The Bottom Line The tagline for this book is "Catching Users' Eyes -- and Keeping Them on Your Site" which, if the book taught that, would make a very useful book. Unfortunately, there is a lot of scattered information in this book, and not a lot of assitance in either painting the Web or keeping customers on your site. Pros
  • Covers a lot of different topics
  • Very high overview of most topics in the book
  • Too much humor that gets in the way of what you want to learn
  • Not well organized
  • Only one chapter on Web photos
  • Chapters 1 and 2: Playing with images and basics of image formats.
  • Chapter 3: Web photography
  • Chapters 4 and 5: Graphics on Web pages including popular image styles like reflections.
  • Chapters 6, 7, and 12: Vector graphics including SVG.
  • Chapters 8 and 9: CSS and Web design.
  • Chapters 10 and 11: Dynamic graphics and canvas with Silverlight
  • Chapter 13: Programming graphics with tools like ImageMagick.
  • Chapter 14: Geotagging.
  • Chapter 15: Graphs and images that convey data.
Guide Review - Painting the Web by Shelley Powers

When I first saw this book, I was very excited. Shelley Powers has written a number of great books, and this one from O'Reilly had the eye-catching color cover and the O'Reilly brand behind it. Unfortunately, while this book covers a lot of things, it falls far short of the promise on the cover. There you are told this book will help you catch your readers' eyes and "[Keep] Them on Your Site", but all this book really does is re-iterate common suggestions from lots of other books and put them together in a pretty (full-color images and text) package.
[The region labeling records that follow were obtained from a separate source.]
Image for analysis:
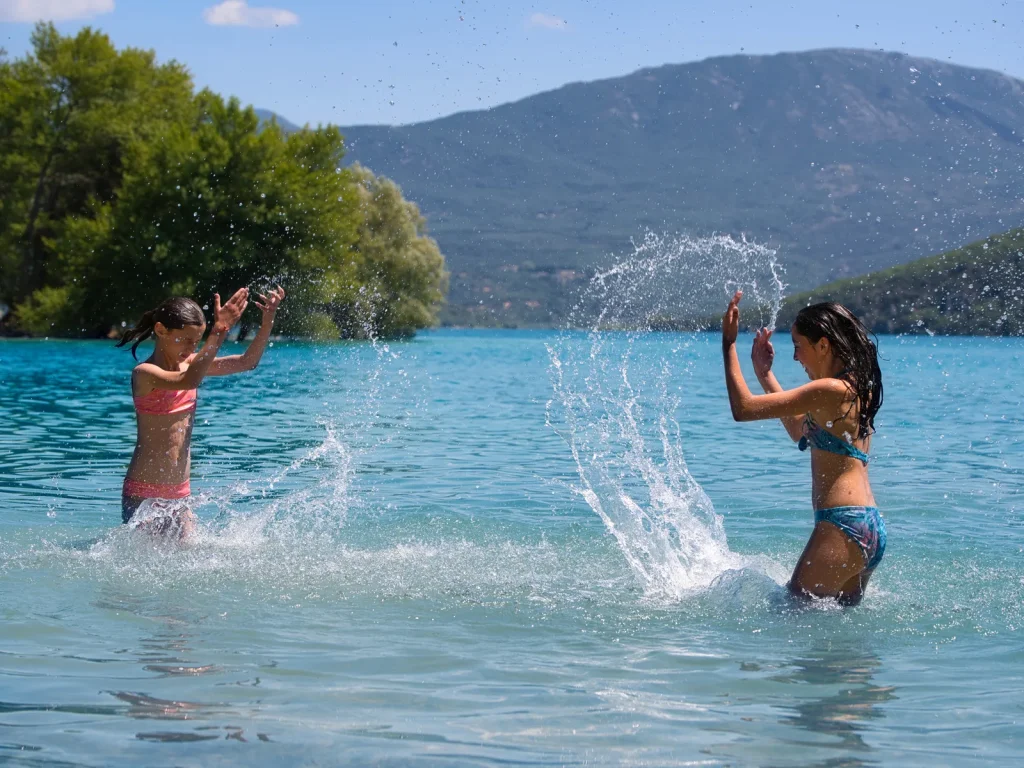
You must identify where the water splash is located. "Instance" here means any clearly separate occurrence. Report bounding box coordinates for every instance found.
[547,234,784,600]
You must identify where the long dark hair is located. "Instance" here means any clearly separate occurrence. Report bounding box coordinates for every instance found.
[117,296,206,359]
[793,301,882,439]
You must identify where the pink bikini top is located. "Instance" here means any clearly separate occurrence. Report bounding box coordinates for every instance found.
[132,389,196,415]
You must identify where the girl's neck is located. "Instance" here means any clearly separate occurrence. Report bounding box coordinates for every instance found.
[153,344,181,371]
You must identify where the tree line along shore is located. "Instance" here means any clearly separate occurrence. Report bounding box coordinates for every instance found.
[0,25,1024,339]
[0,25,447,338]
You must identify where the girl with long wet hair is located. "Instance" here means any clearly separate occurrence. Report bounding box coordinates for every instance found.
[118,288,285,539]
[722,291,886,605]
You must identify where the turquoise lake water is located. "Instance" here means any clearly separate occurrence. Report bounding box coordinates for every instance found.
[0,331,1024,767]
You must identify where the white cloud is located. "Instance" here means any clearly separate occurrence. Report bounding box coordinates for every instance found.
[527,13,568,30]
[0,0,114,22]
[203,0,299,27]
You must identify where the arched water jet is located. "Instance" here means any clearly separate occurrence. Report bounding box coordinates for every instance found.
[547,233,784,599]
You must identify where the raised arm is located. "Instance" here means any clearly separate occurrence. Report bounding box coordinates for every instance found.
[132,288,249,394]
[722,291,847,428]
[209,286,285,376]
[751,328,806,442]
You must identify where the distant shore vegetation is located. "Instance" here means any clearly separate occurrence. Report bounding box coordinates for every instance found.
[0,25,449,339]
[779,227,1024,336]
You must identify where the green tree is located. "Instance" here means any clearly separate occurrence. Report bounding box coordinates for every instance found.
[0,25,191,313]
[0,26,447,338]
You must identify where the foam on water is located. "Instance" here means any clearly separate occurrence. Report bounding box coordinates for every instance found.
[547,234,784,600]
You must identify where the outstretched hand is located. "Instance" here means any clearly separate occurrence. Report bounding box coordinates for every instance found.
[722,291,743,344]
[751,328,775,379]
[255,286,285,322]
[213,288,249,332]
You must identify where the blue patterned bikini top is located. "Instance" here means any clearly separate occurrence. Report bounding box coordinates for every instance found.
[797,414,870,465]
This is not a small book, over 600 pages, which is somewhat misleading. Because it was a book called Painting the Web, I thought it would be about Web graphics. And while it's got a lot of Web graphics information, that's not all it covers, and what information it does include is very high level without a lot of research or explanation. For as thick as this book is, each topic is only given 1 chapter of discussion. And there are chapters that don't add a lot of value but just seem to be there to fill out the page count. For instance: a chapter on CSS, which covers a few basic CSS design tricks and a description of a Mac-only CSS editor. Windows users are out of luck. There is also a chapter on Web design basics wherein she starts out by saying she's not a designer. Which makes me wonder why she's writing the chapter in the first place.

Finally, the tone of this book is overly informal, almost like a blog. Some people may like that type of thing, but since I paid over $45 (after tax) for this book, I'd rather read something a little less cutesy. Blog informality is great - in a blog.